I've written about how meditation teaches the brain new tricks. It also seems to increase brain size. (For some reason I don't get junk email about this, in contrast to pitches for increasing the size of another organ.)
The brain size study looked at meditators who practiced Buddhist insight meditation, which the article says "focuses on whatever is there, like noise or body sensations. It doesn't involve 'om,' other mantras, or chanting."
But I suspect the same benefits to the gray matter would accrue from just about any form of meditative practice. A researcher says:
"The goal is to pay attention to sensory experience, rather than to your thoughts about the sensory experience," Lazar explains. "For example, if you suddenly hear a noise, you just listen to it rather than thinking about it. If your leg falls asleep, you just notice the physical sensations. If nothing is there, you pay attention to your breathing." Successful meditators get used to not thinking or elaborating things in their mind.
Religion is based on thinking, concepts, imagination, visualization, anticipation.
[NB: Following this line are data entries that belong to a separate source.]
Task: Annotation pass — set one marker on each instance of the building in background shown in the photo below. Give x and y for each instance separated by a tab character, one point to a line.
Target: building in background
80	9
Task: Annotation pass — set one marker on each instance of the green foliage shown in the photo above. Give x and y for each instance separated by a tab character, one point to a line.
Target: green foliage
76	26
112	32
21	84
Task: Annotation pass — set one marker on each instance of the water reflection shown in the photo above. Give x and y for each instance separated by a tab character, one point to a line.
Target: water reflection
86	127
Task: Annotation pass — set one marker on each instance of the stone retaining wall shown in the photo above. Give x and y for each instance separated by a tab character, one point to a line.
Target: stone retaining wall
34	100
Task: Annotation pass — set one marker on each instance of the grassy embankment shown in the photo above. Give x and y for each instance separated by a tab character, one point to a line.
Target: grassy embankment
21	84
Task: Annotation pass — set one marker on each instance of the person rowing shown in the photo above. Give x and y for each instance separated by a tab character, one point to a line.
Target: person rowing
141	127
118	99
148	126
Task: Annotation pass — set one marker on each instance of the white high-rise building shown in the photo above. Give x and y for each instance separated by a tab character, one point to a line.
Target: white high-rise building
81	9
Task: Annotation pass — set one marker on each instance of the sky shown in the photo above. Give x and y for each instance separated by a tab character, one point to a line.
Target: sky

You're told what a supposed divinity is like, and you try to tune yourself into this entity that isn't there – but is promised to await you around the corner.
All that is exactly the "elaborating things in their mind" that meditators try to avoid. So it's an antidote to religious fantasy, when practiced correctly.
A healthy work out.
As a living part of the engine of the universe, we also dance around the stillness at the core of ourselves. The core is what we seek during meditation just as a galaxy dances around its own core; it realizes its core by first expressing all of its forces, then turning them inward.
By the same token, we gain our forces, as you do through proper diet and exercise. Then you seek your center through meditation. In doing so, you bring all your forces to your core.
In Taijiquan, we begin from Wuji, which is the core. In this moving meditation, we "dance" around the core. The core contains our stillness although we are moving; the core is not part of the physical body, yet is at the center of physicality, and equipotential major groove, or a neutral point - just like the center of a galaxy.
When meditating, all that you have learned, all that you have experienced, all that you are is turned inward to charge your own "neutral point" even further, so that your center is unmistakable.
Posted by: | July 13, 2008 at 01:15 PM
hello Brian - just as an off-topic question, was wondering what happened to the forum?!?
Thanks.
Posted by: Manjit | July 14, 2008 at 02:55 PM
Manjit, it's still there -- just rarely used. See:
http://www.websitetoolbox.com/mb/churchless
I took down the post plugging the discussion forum that I'd pinned to the top of the main blog page, because it was sort of distracting. And the lack of forum discussing showed that hardly anyone was paying attention to it.